All of our cards struggle with Metro 2033 with the aggressive settings that we used except for the GTX 580. Our GTX 570 is faster than the GTX 480 and they both lead the HD 5870. Metro 2033 is tessellation-heavy and it appears to take advantage of GF100/GF110 tessellators better than the Radeon’s single one and HD 6850 and stock GTX 460s brings up the rear which is not unusual considering their low prices.
Amazing GPU! now I wish I didn’t get a GTX 480
Oh well, this one will keep me satisfied till 2013 at least.
This is another kick-ass review.. 23 games covered with practical settings/resolutions that an enthusiast gamer would choose with the card is by far the biggest number of games covered in a benchmark review. It is so far ahead of the next hardware review website, that comes up at 2nd place with 16 games. That’s why I love AlienBabelTech!!
plz ABT do a gtx 570 sli review plz.
Thank-you.
I’d love to do a GTX 570 SLI review. It will depend on getting another GTX 570 for review. I am scheduled to do a CrossFire-X review versus SLI for early next year. So far, GTS 450, GTX 460 and GTS 480 will represent SLI and we will have HD 5780 and HD 6000 series.

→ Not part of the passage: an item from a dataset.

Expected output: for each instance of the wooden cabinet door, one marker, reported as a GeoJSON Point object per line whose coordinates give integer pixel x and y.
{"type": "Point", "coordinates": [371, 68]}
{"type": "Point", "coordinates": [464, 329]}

Rubbish review….don’t bench OC’d cards vs stock ones, the stock ones can be OC’d as well. I know my GTX 480 hits over 900 core which nets me about 20% in most benchmarks….stock vs stock or max oc vs max oc, not stock vs oc as that is stupid.
ALL of the cards are all benched at stocked versus stock speeds. In this case – beside the stock GTX 570 – the overclocked GTX 570 is included as an ‘extra’ to show its framerate scaling with increased clockspeeds since this particular review is all about the GTX 570. In earlier evaluations we covered overclocking the GTX 480 and in each review we overclock our target card in addition to showing it at its stock clocks.